On a philosophical note, Oliver stressed that silver remains a monetary metal, despite being treated like an industrial commodity during risk-off events. In April, while gold dipped just 1%, silver collapsed—but quickly bounced back. This kneejerk correlation to base commodities is misguided, he says. Historically, silver trends with gold, not copper or the broader Bloomberg Commodity Index.
The supply deficit—now in its fifth consecutive year—is another silent tailwind. While Oliver doesn’t rely on fundamentals, he acknowledged that surging industrial demand (think solar panels) is a potential “headline event” that could amplify silver’s coming breakout.
Uranium bulls, breathe easy. After warning of a correction last August (right as URA ETF dropped hard), Oliver now believes the sector is stable. His momentum metrics show the long-term bull trend remains intact. While uranium may not shoot higher tomorrow, the recent correction was the dip—and not the end of the trend.
As for URA, Oliver says it got ahead of itself, outpacing the actual uranium price, which caused the recent snapback. But now, URA is in line with the underlying commodity again. Long story short: uranium is back in buy territory.

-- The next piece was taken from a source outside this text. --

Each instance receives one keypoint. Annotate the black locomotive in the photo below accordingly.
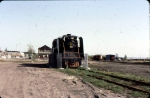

Oil and gas stocks have been left in the gutter, with crude dipping below $60. But Oliver doesn’t think this is a genuine breakdown. Instead, he sees it as a bear trap. Once crude closes a week above $65 and pushes into the upper $60s, it could trigger a serious rally.
Momentum structures on crude point to a breakout in the $69–$72 range. If that happens, oil could rejoin the broader commodity uptrend.
Copper, despite its volatility, is firmly in a bull trend according to Oliver. It may not lead every commodity rally, but it reflects a broader narrative: commodities are entering a renaissance. Oliver urges investors to track the Bloomberg Commodity Index (BCOM) itself—it’s the canary in the coal mine for money flow out of overvalued financial assets into tangible goods.
BCOM remains 50% below its 2008 highs and is just now basing around 102. A monthly close above 106.5 would confirm a new bull leg, according to Oliver’s long-term momentum models.
Oliver closed with a reminder: price charts lie. They’re measured in dollars, a unit that loses value constantly. Momentum, on the other hand, accounts for time and movement relative to averages—offering a clearer signal amid the noise.
It’s this methodology that allowed him to catch the 1987 crash, the 2020 commodity boom, and the current silver setup. Investors hooked on headlines and price highs might miss the next big move—but momentum watchers won’t.
Silver’s primed for a historic breakout. Gold is already outperforming stocks. And the broader commodity complex is quietly stealing capital from overvalued equity markets. According to Michael Oliver, it’s time to get real—and get long commodities.
This article is for informational purposes only and does not in any way constitute investment advice. The author may express their own opinions, which may not represent the opinions of ETF Central or its affiliated partners. It is essential that you seek advice from a registered financial professional prior to making any investment decisions.